Janice Rottenberg, Iowa State Director, Elizabeth Warren
Rottenberg got her start in politics by working on Barack Obama’s campaign as a summer fellow. She caught “the bug” for working on campaigns, she said, and worked for the Iowa Democratic Party as a field director in 2014, and in 2018, worked at the party with many candidates across the state.
On being one of the youngest people in her first campaign job: “I realized very early in my time as a fellow and then as an organizer that my age was not an impediment. … Old, young — no one cares. It’s sort of like — if you come in, you are hungry to learn, you take to the training, you try, you push yourself — it doesn’t matter whether you’re super introverted or super extroverted. … And for me, it was empowering.”
On the barriers women face: “I still think that, because of the nature of how we work, there is no good way for us to go scout talent and say, ‘You’re really awesome; you should be working for a campaign,’ other than volunteers coming in. So, I think there’s still a ton of people — and, disproportionately, women — who don’t find their way into campaigns because it does take a certain level of knocking on the door of a person, who feels like a big deal, to say, ‘Please, pay attention to me.’”
Cynthia Sebian-Lander, Iowa State Director, Julián Castro
Sebian-Lander intended to work in environmental advocacy but found she loved getting people elected who could speak about the issues she cared about most. She’s worked on political campaigns in Virginia, Alaska, Illinois and in Iowa, where she managed Deidre DeJear’s 2018 secretary of state’s race.
On building a pipeline of leaders: “How do we make sure our interns, our organizers, our entry-level folks represent who we want to be leaders in five or 10 years? I think we really need to start thinking about that — just like we need to think about it at the candidate level. A lot of time is spent making sure we have folks to move into Statehouse, congressional, Senate races — and we need to be thinking about it at the staff level, too.”
On the effect voters have had in making politics more inclusive: “I think voters want to see that candidates are living their values, whether it’s hiring more women or a more diverse staff or unionizing. I think that’s something we have not seen in past campaigns. And, absolutely, I think people are talking about it more.”
Megan Simpson, Iowa State Director, Steve Bullock
Simpson knocked on her first door for an Iowa political campaign at 3 years old. Her aunt and uncle are state Sen. Pam Jochum and former state Rep. Tom Jochum, and politics was a family affair. She created the “Students for Kerry” group at Simpson College and got her first professional job organizing for Obama.
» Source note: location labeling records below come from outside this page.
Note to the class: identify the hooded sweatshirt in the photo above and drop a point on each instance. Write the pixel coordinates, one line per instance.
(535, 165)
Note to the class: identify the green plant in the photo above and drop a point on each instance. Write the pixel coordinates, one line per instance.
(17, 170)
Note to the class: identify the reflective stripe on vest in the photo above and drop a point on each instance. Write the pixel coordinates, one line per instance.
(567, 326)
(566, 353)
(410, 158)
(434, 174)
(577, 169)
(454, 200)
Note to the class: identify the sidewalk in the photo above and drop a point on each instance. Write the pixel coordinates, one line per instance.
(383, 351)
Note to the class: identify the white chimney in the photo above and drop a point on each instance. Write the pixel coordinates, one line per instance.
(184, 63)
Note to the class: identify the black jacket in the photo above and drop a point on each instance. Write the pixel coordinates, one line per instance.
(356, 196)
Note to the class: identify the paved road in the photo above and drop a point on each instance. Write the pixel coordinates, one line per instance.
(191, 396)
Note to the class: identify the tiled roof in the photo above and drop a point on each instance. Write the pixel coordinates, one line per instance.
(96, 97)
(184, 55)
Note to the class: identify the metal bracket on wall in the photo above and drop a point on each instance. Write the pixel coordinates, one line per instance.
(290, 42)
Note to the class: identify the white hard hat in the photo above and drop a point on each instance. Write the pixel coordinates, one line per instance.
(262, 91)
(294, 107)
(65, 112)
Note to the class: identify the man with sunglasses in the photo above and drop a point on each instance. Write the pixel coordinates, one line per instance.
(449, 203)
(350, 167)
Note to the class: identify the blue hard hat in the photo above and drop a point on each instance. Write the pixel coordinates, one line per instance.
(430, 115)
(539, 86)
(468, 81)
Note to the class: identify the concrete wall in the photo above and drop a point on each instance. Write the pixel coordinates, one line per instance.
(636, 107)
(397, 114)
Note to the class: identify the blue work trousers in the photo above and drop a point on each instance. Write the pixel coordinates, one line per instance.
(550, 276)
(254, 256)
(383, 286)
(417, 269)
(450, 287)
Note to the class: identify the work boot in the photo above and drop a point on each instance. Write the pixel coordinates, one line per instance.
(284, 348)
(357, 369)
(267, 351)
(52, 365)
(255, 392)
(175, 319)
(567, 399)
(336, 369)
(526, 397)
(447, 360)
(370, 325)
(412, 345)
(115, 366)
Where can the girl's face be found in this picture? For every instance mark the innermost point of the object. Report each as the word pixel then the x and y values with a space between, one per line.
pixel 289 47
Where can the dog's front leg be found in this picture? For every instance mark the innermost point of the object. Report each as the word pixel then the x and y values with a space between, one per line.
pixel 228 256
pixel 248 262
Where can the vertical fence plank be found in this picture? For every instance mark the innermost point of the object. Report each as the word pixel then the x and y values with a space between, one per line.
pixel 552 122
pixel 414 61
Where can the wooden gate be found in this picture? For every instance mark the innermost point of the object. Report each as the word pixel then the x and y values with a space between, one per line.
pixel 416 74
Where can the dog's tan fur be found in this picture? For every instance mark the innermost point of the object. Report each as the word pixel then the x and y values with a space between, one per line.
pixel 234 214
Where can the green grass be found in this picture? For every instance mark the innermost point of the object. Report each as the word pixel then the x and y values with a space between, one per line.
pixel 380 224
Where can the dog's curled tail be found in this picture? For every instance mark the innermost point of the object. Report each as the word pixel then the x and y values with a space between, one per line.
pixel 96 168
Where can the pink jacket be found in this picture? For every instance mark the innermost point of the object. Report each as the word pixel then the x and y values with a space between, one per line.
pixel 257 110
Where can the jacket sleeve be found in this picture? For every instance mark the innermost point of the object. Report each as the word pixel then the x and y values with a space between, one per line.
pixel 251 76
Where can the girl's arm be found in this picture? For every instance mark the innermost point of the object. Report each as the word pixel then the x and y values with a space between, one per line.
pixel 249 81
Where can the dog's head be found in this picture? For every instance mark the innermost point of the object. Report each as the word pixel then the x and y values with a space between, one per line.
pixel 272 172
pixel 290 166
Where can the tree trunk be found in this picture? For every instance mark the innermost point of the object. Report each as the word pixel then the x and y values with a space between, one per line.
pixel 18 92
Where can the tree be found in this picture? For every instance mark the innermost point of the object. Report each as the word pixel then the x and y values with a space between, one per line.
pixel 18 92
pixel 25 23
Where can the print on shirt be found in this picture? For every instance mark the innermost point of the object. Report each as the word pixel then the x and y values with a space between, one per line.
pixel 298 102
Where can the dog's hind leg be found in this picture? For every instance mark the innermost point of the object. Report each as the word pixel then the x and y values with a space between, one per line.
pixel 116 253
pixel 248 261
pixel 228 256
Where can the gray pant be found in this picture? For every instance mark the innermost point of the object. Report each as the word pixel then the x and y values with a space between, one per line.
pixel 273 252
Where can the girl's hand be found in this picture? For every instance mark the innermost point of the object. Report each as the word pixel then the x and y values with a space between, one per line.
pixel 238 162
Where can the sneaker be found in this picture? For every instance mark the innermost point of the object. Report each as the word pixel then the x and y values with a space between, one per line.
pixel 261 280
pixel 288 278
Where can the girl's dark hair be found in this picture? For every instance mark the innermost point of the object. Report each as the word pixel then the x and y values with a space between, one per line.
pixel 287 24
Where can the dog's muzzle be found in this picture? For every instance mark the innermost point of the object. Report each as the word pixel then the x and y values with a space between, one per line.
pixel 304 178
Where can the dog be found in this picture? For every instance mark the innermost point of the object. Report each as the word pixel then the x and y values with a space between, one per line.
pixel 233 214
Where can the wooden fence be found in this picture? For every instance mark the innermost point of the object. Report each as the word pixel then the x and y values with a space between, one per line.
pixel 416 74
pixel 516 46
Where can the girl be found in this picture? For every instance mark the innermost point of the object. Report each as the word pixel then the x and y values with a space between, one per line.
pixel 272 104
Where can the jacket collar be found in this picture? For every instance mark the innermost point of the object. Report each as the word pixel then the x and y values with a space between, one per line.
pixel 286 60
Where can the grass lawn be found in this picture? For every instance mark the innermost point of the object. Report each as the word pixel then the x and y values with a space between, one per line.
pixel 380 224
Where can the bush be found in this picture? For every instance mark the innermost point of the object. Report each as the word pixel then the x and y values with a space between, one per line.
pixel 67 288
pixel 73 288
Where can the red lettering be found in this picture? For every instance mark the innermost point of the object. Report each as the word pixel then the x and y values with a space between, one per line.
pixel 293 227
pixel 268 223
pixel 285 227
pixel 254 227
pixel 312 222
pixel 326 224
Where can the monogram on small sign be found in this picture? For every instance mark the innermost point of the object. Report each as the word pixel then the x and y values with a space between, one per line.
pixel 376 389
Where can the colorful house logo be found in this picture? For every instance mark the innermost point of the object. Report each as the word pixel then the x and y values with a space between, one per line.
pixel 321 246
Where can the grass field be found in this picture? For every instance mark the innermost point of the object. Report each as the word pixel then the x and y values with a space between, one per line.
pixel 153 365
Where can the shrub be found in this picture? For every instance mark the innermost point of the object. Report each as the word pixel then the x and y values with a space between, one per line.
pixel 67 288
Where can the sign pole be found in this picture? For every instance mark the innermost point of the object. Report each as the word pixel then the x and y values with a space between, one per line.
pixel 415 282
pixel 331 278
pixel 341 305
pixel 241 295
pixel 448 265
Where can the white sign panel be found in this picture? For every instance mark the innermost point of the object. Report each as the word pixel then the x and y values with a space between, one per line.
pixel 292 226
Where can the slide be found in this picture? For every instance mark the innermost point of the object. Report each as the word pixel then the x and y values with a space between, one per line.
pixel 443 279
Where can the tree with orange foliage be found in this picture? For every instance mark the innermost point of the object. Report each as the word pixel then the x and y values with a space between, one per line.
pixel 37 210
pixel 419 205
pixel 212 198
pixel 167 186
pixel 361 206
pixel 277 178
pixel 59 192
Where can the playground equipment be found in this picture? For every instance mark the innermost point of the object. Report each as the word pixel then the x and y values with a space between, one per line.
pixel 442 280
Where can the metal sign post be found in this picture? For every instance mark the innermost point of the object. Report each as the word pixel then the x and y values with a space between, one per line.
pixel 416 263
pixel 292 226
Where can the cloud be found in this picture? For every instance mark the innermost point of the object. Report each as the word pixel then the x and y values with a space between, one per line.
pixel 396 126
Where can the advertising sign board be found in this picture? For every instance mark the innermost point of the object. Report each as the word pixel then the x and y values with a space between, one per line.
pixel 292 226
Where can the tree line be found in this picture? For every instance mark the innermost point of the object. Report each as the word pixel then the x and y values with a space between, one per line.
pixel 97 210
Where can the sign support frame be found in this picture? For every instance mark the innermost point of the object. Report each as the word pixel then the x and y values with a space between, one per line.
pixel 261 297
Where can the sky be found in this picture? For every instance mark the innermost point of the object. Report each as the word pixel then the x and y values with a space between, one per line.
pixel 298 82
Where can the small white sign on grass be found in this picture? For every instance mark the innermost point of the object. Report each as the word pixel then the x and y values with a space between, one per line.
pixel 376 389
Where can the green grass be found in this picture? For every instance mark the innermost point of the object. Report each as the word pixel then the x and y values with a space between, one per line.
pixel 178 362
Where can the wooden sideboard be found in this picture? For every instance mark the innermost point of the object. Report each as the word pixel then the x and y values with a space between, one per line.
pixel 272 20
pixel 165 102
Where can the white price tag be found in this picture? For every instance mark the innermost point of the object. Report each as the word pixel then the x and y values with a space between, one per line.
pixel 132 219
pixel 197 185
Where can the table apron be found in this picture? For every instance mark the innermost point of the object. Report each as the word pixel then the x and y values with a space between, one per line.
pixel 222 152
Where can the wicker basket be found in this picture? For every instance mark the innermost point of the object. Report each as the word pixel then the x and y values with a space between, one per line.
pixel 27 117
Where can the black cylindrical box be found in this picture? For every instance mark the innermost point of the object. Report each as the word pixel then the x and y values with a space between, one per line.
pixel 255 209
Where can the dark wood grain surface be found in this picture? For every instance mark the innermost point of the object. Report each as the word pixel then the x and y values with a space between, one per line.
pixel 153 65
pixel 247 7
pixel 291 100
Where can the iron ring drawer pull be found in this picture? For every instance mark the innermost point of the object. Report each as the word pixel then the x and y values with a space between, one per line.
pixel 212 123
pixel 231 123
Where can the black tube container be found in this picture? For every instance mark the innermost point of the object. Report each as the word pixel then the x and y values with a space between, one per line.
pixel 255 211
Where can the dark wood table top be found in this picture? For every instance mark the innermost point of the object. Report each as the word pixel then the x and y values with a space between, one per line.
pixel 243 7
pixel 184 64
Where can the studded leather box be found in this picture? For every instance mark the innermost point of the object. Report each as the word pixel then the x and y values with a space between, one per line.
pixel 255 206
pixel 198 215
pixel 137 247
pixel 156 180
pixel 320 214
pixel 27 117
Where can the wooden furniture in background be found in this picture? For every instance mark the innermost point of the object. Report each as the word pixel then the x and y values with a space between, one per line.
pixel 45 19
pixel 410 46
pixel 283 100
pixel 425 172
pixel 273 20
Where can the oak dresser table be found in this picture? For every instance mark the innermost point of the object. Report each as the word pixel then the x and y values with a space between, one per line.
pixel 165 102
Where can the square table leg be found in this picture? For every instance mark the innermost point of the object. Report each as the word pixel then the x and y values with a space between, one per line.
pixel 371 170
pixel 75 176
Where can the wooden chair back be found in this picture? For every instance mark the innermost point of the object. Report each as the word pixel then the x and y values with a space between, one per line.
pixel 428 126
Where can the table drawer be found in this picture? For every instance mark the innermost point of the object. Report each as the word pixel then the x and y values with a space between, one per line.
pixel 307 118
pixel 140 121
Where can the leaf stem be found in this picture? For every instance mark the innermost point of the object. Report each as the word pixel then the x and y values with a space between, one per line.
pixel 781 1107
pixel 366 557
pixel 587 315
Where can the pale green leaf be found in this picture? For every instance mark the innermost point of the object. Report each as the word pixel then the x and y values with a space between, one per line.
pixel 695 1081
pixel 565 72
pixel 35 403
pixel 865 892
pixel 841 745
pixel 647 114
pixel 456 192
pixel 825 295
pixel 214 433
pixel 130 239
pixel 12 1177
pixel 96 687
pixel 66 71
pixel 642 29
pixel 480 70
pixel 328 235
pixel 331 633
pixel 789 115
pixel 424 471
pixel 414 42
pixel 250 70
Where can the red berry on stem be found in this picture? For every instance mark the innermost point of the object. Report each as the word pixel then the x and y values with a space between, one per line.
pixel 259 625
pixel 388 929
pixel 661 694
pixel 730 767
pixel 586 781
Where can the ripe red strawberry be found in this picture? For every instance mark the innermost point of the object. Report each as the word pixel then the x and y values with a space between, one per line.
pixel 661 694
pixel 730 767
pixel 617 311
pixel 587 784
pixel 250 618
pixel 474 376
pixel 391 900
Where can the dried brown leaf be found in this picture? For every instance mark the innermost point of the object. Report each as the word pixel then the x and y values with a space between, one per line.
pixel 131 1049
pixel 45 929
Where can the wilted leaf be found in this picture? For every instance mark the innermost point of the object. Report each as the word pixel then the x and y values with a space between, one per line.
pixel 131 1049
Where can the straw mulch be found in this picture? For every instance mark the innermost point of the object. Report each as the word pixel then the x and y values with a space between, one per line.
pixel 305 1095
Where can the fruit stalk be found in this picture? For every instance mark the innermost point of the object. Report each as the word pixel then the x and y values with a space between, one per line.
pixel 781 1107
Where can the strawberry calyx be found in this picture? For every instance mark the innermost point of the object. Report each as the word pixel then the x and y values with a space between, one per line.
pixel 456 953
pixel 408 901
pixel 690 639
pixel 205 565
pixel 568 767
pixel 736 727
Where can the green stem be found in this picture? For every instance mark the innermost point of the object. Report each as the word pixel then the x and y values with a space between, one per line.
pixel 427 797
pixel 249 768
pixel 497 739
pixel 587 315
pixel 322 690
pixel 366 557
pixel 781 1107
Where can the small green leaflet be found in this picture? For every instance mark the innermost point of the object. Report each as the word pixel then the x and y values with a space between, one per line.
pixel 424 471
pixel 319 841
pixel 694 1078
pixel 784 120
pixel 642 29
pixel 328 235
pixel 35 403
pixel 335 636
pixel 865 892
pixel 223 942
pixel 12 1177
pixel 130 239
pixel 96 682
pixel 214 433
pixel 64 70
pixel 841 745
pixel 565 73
She ran the 2018 coordinated campaign for the Montana Democratic Party.
On getting back into politics after 2016: “I was working at a tech company in ’16 in San Francisco and was living a very cushy life. … But I found myself being around a bunch of people in the Bay who were, like, ‘What’s wrong with that part of the country?’ and ‘I can’t believe we lost.’ And I was like, ‘I’m upset, but I’m not going to sit here and complain. I’m going to leave this job and go figure out how I can be helpful.'”
On her aunt and mentor, state Sen. Pam Jochum: “It’s been incredible to just be able to grow up and watch her continue to be an advocate for all the right reasons. I got to go and sit at her desk in 2013 to watch her lead the Medicaid expansion debate on the Senate floor when she was Senate president. So to see that throughout and her growth and to see how she didn’t take anything — any crap — from anyone was incredible.”